Paper arxiv link: Real-Time Single Image and Video Super-Resolution Using an Efficient Sub-Pixel Convolutional Neural Network
Efficient Sub-Pixel Convolutional neural Network (ESPCN)
Figure 1. The proposed efficient sub-pixel convolutional neural network (ESPCN), with two convolution layers for feature maps extraction, and a sub-pixel convolution layer that aggregates the feature maps from LR space and builds the SR image in a single step.
Contrast to previous works
- super-resolve only at the end of the network (efficient sub-pixel convolution layer) → Eliminate the need to perform super-resolve in high resolution
Efficient sub-pixel convolution layer
- Last layer of ESPCN
- Rearrange tensor of \(H \times W \times C \cdot r^2\) to \(rH \times rW \times C\) tensor like Figure 1.

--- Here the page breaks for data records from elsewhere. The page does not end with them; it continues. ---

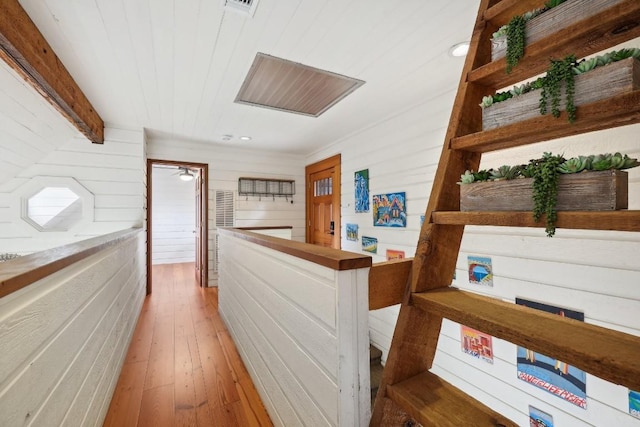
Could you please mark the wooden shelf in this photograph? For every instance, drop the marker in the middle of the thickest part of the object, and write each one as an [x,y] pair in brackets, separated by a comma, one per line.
[605,353]
[620,110]
[434,402]
[613,26]
[624,220]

- Implemented at TensorFlow as depth to space and PyTorch as PixelShuffle
Advantages
- Upscaling at the last layer.
- Network operations like feature extracting are done at low resolution space. This means that this network needs less computational resource than operating network at high resolution.

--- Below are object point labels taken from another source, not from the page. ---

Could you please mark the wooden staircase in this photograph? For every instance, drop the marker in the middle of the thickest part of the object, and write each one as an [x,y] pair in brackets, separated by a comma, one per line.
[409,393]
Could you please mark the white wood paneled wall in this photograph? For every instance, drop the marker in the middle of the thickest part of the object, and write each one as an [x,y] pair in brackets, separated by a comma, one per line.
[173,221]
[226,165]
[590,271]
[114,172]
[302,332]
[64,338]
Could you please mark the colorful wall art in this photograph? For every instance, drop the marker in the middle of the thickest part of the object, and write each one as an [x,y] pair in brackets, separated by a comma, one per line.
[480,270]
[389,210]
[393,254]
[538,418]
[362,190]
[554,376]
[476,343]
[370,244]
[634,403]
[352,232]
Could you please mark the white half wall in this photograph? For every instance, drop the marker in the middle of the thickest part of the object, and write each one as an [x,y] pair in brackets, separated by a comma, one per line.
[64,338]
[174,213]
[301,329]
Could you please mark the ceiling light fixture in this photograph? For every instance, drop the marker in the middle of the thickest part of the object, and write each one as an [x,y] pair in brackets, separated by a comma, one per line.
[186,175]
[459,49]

- Learnable \(n\) upscaling filters
- Network learn \(n\) upscaling filters for feature maps at last layer rather than one upscaling filter for input image.
- This layer is not explicit interpolation filter, so network can implicitly learn processing necessary for super resolution.
→ Network can learn better and more complex low resolution to high resolution mapping than single fixed filter upscaling at first layer.